Division of Endocrine and Kidney Disease Research, Department of Chronic Disease Convergence Research, Korea National Institute of Health, Korea Disease Control and Prevention Agency, Cheongju-si, Chungcheongbuk-do, Korea.
J Diabetes. 2023 Sep;15(9):777-786. doi: 10.1111/1753-0407.13429. Epub 2023 Jun 14.
Glutamate is a major neurotransmitter, although it causes cytotoxicity and inflammation in nonneuronal organs. This study aimed to investigate the metabolic disorders in which glutamate, associated with type 2 diabetes onset, is induced in the liver.
An analysis of Korean community-based Ansan-Ansung cohort study data as well as functional research using in vitro and mouse models were performed.
Groups with high plasma glutamate levels (T2, T3) had a significantly increased risk of diabetes incidence after 8 years, compared to the group with relatively low glutamate levels (T1). Analysis of the effect of glutamate on diabetes onset in vitro showed that glutamate induces insulin resistance by increasing glucose-related protein 78 (GRP78) and phosphoenolpyruvate carboxykinase (PEPCK) expression in SK-Hep-1 human liver cells. In addition, three different genes, FRMB4B, PLG, and PARD3, were significantly associated with glutamate and were identified via genome-wide association studies. Among glutamate-related genes, plasminogen (PLG) levels were most significantly increased in several environments in which insulin resistance was induced, and was also upregulated by glutamate. Glutamate-induced increase in PLG in liver cells was caused by metabotropic glutamate receptor 5 activation, and PLG levels were also upregulated after extracellular secretion. Moreover, glutamate increased the expression of plasminogen activator inhibitor-1 (PAI-1). Thus, extracellular secreted PLG cannot be converted to plasmin (fibrinolytic enzyme) by increased PAI-1.

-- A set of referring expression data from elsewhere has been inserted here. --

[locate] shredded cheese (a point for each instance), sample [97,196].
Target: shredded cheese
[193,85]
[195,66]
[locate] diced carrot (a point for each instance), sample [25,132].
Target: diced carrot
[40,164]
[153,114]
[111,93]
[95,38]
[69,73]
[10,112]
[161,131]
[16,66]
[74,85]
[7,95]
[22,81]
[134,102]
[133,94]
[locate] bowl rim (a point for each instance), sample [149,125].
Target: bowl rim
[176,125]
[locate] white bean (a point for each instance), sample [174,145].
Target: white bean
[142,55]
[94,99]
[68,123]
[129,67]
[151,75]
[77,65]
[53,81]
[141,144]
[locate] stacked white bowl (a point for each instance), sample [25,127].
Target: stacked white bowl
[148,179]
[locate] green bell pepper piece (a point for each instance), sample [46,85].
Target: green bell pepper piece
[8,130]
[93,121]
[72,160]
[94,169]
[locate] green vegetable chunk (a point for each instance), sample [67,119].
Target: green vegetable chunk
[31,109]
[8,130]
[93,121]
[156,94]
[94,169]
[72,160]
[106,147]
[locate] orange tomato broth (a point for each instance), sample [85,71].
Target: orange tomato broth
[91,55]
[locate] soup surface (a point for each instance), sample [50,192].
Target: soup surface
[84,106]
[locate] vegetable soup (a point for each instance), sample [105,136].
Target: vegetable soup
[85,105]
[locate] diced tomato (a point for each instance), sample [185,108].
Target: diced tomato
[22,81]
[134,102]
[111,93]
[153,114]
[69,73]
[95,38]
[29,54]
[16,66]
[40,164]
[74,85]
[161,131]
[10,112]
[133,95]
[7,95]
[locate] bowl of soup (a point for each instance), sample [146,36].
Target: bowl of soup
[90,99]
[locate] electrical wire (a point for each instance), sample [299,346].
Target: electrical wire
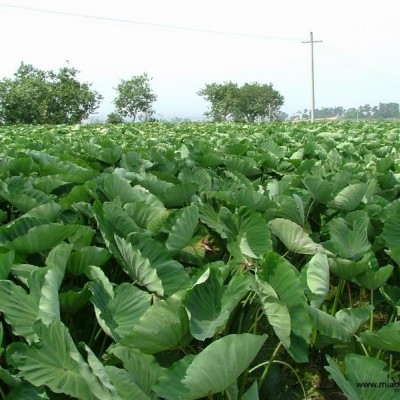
[149,24]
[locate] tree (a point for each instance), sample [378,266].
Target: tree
[245,103]
[223,98]
[387,110]
[114,118]
[135,96]
[34,96]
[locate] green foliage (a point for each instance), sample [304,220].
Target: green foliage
[244,103]
[135,97]
[155,265]
[34,96]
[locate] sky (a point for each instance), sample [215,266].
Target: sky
[184,44]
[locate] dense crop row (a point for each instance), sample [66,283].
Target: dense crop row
[193,261]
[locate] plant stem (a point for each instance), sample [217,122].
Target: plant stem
[371,317]
[337,296]
[269,365]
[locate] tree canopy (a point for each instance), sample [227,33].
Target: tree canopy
[34,96]
[242,103]
[135,97]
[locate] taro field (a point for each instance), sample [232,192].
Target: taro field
[200,261]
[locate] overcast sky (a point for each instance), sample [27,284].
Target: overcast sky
[357,63]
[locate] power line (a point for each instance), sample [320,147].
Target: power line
[312,41]
[147,24]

Increased glutamate is closely associated with the development of diabetes, and it may cause metabolic disorders by inhibiting the fibrinolytic system, which plays an important role in determining blood clots, a hallmark of diabetes.

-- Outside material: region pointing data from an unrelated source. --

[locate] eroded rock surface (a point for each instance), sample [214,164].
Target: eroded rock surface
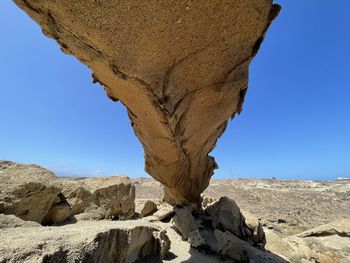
[180,68]
[27,191]
[34,193]
[103,197]
[103,241]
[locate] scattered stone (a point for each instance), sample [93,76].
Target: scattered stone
[207,200]
[11,221]
[59,212]
[26,191]
[256,231]
[226,216]
[237,250]
[148,209]
[90,242]
[114,195]
[165,212]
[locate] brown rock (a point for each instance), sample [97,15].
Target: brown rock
[165,211]
[180,68]
[59,212]
[236,250]
[257,234]
[26,191]
[88,242]
[226,216]
[148,209]
[11,221]
[114,195]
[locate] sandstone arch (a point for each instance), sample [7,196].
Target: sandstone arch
[179,67]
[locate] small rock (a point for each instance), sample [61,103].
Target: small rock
[59,211]
[226,215]
[165,211]
[148,209]
[10,221]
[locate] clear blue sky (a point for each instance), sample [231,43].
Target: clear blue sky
[295,123]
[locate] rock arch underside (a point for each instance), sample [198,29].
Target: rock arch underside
[179,67]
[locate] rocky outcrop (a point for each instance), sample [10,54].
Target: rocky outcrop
[27,191]
[11,221]
[103,241]
[221,229]
[148,209]
[113,197]
[33,193]
[180,68]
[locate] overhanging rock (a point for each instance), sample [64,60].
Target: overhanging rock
[179,67]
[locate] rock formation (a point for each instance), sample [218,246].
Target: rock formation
[112,196]
[107,242]
[180,68]
[27,191]
[34,193]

谷氨酸是一种主要的神经递质,但它会在非神经元器官中引起细胞毒性和炎症。本研究旨在探讨与 2 型糖尿病发病相关的谷氨酸在肝脏中引起的代谢紊乱。
对韩国社区安山-安城队列研究数据进行分析,并通过体外和小鼠模型进行功能研究。
与谷氨酸水平相对较低的组(T1)相比,血浆谷氨酸水平较高(T2、T3)的组在 8 年后发生糖尿病的风险显著增加。体外分析谷氨酸对糖尿病发病的影响表明,谷氨酸通过增加葡萄糖相关蛋白 78(GRP78)和磷酸烯醇丙酮酸羧激酶(PEPCK)在 SK-Hep-1 人肝细胞中的表达来诱导胰岛素抵抗。此外,通过全基因组关联研究鉴定了与谷氨酸显著相关的三个不同基因 FRMB4B、PLG 和 PARD3。在与谷氨酸相关的基因中,纤溶酶原(PLG)水平在多种诱导胰岛素抵抗的环境中增加最显著,并且也被谷氨酸上调。谷氨酸诱导肝细胞中 PLG 增加是由代谢型谷氨酸受体 5 激活引起的,细胞外分泌也会导致 PLG 上调。此外,谷氨酸增加了纤溶酶原激活物抑制剂-1(PAI-1)的表达。因此,由于增加的 PAI-1,细胞外分泌的 PLG 不能转化为纤溶酶(纤维蛋白溶解酶)。
谷氨酸水平升高与糖尿病的发生密切相关,它可能通过抑制纤溶系统导致代谢紊乱,纤溶系统在决定血栓形成方面起着重要作用,而血栓形成是糖尿病的一个标志。